Monsieur Ratenon, le CCNE a choisi d'interpeller la société sur le vieillissement et sur la vision que nous avons de nos anciens. Plutôt que de critiquer en permanence l'action des gouvernements, chacun de nous doit s'interroger sur sa propre attitude. Je me souviens que dans le service que je dirigeais à l'hôpital Bicêtre, la question de la sortie d'une personne âgée d'origine asiatique ne se posait pas, car elle était systématiquement prise en charge par sa famille. C'est une question culturelle. L'avis du CCNE doit nous interpeller, et moi le premier, sur la vision que nous avons des personnes âgées. Le regard que portait la société française sur les personnes handicapées a changé, mais il a fallu du temps. La prise en charge des personnes âgées demeure encore un problème économique, et non humain. Nous ne nous interrogeons pas sur ce que les anciens ont apporté et sur ce que nous leur devons en retour. L'avis du CCNE porte essentiellement sur ce point, et sur un certain nombre de modalités pratiques. La réflexion sur le vieillissement, menée par Régis Aubry, un spécialiste, se poursuivra et sera encore approfondie.

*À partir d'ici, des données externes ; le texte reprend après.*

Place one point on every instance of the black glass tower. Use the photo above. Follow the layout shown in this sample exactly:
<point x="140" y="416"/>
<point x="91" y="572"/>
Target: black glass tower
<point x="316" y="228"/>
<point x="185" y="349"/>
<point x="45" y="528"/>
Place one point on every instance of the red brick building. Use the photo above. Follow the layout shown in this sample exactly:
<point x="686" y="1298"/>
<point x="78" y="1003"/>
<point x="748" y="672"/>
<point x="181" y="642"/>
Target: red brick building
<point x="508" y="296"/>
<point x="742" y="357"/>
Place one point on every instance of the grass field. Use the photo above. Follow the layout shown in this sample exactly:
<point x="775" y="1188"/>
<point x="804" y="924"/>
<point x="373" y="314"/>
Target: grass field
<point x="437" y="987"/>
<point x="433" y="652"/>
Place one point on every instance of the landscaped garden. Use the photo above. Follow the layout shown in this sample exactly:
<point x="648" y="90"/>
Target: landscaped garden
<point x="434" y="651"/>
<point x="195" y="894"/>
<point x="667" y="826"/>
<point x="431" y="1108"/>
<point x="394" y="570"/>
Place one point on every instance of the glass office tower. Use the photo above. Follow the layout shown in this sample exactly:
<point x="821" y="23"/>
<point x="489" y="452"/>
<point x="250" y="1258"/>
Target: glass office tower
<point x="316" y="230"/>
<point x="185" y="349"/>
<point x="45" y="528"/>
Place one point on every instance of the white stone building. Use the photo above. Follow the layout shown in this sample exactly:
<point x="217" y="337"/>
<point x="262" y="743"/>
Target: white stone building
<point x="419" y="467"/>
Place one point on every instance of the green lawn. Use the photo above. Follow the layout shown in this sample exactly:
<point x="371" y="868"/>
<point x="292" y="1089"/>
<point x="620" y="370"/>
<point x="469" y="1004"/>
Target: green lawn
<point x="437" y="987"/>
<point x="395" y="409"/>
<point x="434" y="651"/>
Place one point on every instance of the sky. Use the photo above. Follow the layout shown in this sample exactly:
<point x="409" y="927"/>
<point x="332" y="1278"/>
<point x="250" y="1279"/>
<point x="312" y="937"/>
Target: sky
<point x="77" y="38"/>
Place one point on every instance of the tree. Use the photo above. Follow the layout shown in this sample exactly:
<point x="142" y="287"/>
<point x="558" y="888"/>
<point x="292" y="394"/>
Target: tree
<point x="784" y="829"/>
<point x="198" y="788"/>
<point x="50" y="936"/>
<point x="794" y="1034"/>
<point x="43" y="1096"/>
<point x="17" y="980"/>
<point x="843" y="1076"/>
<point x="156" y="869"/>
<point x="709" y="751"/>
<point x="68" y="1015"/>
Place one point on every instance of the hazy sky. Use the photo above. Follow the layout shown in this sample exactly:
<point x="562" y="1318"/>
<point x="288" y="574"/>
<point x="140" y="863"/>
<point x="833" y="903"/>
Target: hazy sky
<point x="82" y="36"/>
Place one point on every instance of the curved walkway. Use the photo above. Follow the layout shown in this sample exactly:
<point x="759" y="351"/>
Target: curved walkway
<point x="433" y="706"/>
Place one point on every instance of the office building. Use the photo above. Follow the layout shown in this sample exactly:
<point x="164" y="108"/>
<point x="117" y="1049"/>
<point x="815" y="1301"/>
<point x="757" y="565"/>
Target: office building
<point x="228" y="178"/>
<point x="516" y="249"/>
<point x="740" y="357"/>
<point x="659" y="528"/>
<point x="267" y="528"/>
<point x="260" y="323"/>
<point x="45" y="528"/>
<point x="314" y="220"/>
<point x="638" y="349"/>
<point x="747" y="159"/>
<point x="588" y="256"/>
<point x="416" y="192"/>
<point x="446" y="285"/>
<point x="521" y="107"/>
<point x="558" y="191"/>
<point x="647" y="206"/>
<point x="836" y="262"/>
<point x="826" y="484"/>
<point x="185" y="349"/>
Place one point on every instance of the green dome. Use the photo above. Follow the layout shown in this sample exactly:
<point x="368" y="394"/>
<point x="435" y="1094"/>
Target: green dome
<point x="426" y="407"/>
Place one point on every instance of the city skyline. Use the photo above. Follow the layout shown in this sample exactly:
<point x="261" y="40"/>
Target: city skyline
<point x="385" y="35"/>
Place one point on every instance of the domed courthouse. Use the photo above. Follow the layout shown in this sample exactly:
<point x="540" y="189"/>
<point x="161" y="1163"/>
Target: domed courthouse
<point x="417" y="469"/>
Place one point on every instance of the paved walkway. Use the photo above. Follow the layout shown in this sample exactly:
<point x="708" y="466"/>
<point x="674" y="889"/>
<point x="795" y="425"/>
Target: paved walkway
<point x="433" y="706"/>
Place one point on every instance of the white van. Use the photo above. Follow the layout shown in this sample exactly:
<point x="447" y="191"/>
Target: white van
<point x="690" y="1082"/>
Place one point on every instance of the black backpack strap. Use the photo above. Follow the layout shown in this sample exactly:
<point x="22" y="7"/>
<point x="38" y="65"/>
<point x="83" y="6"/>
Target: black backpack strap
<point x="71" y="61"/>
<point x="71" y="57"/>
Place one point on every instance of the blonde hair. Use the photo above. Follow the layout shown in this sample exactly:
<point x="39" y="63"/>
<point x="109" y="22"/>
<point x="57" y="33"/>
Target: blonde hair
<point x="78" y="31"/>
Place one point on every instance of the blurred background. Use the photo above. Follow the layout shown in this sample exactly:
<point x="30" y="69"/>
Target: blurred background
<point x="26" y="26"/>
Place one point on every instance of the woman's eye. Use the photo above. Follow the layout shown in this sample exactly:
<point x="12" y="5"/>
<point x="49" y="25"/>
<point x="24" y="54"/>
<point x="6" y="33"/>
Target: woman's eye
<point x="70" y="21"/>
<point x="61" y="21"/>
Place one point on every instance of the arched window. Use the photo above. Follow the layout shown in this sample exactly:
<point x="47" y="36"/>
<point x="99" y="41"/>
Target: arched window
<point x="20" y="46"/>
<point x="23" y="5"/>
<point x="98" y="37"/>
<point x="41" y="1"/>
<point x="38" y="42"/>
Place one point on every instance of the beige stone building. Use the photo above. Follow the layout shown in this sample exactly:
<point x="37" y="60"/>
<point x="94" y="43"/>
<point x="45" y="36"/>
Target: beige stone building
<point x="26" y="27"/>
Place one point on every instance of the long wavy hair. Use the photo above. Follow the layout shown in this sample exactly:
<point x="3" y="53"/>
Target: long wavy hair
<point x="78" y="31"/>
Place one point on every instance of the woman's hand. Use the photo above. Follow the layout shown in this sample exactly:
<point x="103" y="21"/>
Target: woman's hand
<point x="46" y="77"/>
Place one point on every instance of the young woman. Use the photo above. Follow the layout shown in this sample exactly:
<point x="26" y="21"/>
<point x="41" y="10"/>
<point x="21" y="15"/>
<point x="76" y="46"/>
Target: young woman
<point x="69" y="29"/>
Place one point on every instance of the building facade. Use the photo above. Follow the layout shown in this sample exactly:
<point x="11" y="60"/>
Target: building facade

Monsieur Dharréville, vous avez évoqué la marchandisation du corps, qui constitue pour nous une ligne rouge. Il convient de nous interroger sur ce qu'est le corpus de la bioéthique, en 2019. Tout le monde comprenait ce dont il retournait lorsque l'on parlait du don d'organes et de la position, très claire, de la France – je rappelle qu'en Chine, en dépit des recommandations internationales, les reins des condamnés à mort continuent d'être vendus au plus offrant ! Mais ce corpus a évolué : doit-on considérer, en 2019, qu'une séquence d'ADN fait partie du corps, qu'une donnée de santé, abritée dans une grande base, a trait au corps ? Qu'est-ce qui constitue, aujourd'hui, le nouveau corpus de la bioéthique ?

Madame Dubié, vous m'avez interrogé sur la fin de vie. Nous avons souhaité que cette question soit traitée par les États généraux, ce qui ne signifie pas qu'elle doive faire partie de la loi de bioéthique – il s'agit d'un questionnement éthique, non d'un problème de bioéthique. Bien que le sujet soit complexe, nous avons eu de très beaux débats, beaucoup moins houleux que sur les aspects de procréation. La fin de vie ne se passe pas dans de bonnes conditions en France, où le nombre de lits en soins palliatifs est insuffisant ; et si la loi Claeys-Leonetti a beaucoup fait avancer les choses, elle reste mal connue et n'est pas appliquée. Certes, on pourrait se lancer dans une nouvelle loi, à l'image de la Belgique et de la Suisse, qui ont traité de l'euthanasie. Mais ces pays ont commencé par résoudre des problèmes de base, comme le nombre de lits en soins palliatifs, dont le taux est bien plus élevé qu'en France.

Il est difficile de répondre à votre question judicieuse, et terriblement d'actualité, sur l'avis du comité citoyen. Le comité citoyen, constitué pour formuler un avis critique tout au long du processus des États généraux, a souhaité approfondir deux sujets : la génomique en population générale et la fin de vie. Sur ce dernier sujet, il a conclu à la nécessité d'avancer sur l'euthanasie et le suicide assisté, mais cette position a été décidée à une voix près. Dans ces grands débats, la place de la construction, via les comités citoyens, est fondamentale. Elle permet une attitude critique, au bon sens du terme, vis-à-vis des experts, du politique, des structures. Ces comités doivent être organisés, les citoyens formés. Quant à définir jusqu'à quel point on tient compte de leur avis, c'est une deuxième étape.